A quelle parole, Kate fece per andarsene, esasperata per i modi bruschi, il tono presuntuoso e l'arroganza di sapere che cosa fosse meglio per lei. Le aveva chiesto un consiglio? Non le pareva proprio.

"Kate", la richiamò indietro, quando era già in corridoio. La raggiunse fuori. "Scusami. Ho esagerato. Ma... avete una relazione, una vita stabile. E hai ammesso tu stessa che è la persona giusta. Di cos'altro hai bisogno?".

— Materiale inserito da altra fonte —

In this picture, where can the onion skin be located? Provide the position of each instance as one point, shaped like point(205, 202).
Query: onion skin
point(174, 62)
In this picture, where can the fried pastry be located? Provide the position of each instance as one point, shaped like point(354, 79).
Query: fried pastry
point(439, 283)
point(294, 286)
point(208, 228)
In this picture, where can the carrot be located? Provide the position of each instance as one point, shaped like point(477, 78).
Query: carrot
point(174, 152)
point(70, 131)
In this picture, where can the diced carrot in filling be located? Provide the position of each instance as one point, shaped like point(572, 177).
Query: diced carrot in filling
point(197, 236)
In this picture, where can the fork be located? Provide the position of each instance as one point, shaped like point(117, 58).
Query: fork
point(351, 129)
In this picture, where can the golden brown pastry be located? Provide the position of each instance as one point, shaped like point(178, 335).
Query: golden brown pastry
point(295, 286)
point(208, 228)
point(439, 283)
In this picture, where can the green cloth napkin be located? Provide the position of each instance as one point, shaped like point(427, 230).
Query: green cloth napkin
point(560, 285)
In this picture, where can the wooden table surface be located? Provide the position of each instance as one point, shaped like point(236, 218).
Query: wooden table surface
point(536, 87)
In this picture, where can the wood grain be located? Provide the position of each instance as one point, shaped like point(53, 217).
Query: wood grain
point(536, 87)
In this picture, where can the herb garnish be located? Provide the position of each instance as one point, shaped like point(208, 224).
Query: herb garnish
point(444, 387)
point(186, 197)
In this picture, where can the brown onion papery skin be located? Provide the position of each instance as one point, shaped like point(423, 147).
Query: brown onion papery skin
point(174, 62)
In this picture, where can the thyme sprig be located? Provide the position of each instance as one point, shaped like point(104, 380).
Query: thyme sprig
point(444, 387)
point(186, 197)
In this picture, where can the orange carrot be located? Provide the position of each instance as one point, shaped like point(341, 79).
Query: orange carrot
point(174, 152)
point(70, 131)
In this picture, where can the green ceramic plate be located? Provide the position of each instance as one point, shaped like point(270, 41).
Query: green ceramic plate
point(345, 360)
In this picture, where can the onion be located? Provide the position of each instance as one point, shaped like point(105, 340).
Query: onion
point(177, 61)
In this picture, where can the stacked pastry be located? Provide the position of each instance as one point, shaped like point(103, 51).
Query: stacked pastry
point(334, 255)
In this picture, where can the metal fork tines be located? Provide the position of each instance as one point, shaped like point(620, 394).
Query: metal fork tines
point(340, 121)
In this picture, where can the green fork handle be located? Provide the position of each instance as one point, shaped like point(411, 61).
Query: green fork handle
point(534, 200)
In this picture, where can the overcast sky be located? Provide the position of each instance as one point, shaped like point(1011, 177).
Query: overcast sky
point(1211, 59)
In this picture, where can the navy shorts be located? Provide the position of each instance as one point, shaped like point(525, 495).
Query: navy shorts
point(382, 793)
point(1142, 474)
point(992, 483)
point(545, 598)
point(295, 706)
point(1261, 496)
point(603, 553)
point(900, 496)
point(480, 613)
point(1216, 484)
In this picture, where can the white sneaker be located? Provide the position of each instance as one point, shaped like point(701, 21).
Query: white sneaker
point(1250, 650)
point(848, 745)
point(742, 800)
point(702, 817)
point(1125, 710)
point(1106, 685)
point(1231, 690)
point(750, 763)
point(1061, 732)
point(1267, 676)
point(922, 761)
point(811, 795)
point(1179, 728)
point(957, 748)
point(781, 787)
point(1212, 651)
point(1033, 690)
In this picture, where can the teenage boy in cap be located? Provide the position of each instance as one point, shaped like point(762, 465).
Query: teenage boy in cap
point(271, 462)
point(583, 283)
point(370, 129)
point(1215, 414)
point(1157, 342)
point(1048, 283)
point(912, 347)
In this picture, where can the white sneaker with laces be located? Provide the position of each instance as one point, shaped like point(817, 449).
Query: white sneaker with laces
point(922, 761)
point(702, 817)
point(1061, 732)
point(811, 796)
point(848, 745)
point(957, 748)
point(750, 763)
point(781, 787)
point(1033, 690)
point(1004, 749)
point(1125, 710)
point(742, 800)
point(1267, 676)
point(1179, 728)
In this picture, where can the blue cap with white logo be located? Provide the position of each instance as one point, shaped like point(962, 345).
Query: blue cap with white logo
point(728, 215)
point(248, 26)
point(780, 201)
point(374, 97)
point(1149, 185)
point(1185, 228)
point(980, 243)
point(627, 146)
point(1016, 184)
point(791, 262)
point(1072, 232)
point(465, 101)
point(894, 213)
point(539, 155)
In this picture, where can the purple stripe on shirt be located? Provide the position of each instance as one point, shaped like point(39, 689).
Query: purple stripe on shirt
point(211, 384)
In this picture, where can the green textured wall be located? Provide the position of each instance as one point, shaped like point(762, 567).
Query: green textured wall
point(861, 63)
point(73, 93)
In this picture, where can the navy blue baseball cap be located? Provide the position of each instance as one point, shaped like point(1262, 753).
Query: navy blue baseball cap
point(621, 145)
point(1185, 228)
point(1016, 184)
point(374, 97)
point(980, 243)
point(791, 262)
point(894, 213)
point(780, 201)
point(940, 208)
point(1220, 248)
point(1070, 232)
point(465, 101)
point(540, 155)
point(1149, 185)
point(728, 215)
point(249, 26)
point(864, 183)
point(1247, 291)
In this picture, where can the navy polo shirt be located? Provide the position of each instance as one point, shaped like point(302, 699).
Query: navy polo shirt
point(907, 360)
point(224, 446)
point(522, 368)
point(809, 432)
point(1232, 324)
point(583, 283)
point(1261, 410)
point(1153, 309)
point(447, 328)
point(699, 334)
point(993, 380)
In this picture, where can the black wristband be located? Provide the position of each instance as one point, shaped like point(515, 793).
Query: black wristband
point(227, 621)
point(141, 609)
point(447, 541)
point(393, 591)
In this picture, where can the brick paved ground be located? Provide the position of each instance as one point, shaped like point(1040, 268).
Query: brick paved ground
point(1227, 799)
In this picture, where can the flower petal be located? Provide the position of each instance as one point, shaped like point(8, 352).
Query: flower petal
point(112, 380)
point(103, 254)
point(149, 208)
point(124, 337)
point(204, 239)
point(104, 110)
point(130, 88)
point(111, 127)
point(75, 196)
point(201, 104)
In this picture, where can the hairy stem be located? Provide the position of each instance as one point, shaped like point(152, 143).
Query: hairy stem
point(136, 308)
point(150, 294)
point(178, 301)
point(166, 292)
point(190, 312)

"Non ho detto che è la persona giusta. Ho detto che, nell'ipotesi, meglio lui di un altro", specificò. Castle sarebbe stato un ottimo padre, ne era più che certa.
"Quindi il problema è che non sei sicura di lui?", le chiese con molta più delicatezza di quanta ne avesse dimostrata fino a quel punto.
"No, non sono sicura di me. Non sono una persona da bambini. A te piacciono, a Castle piacciono, piacciono a tutto il mondo. Siete bravi, sapete cosa fare, vi fanno tenerezza. A me no".
"Quindi stai suggerendo che io e Castle dovremmo avere un bambino?".
Kate si mise a ridere, un po' forzatamente. Lanie le si avvicinò e le mise una mano sul braccio. Rimase rigida sotto il suo tocco.
"Kate, non lo sa nessuno come si fa a fare il genitore. Però, se non ci siamo ancora estinti, evidentemente è una cosa che quasi tutti possono imparare a fare, no? Il punto non è trovare motivi ragionevoli per dire di sì o di no. Il punto è capire se c'è una parte, dentro di te, che lo vuole e basta. A istinto".
Kate fece silenzio per un lungo momento, interrogandosi.
"No", disse alla fine. "Credo che non ci sia".
"E allora perché aspetti? Perché non hai ancora fissato un appuntamento?".
"Hai ragione. Lo farò presto".
E, finalmente, scossa, irritata e molto stanca, fu libera di andarsene.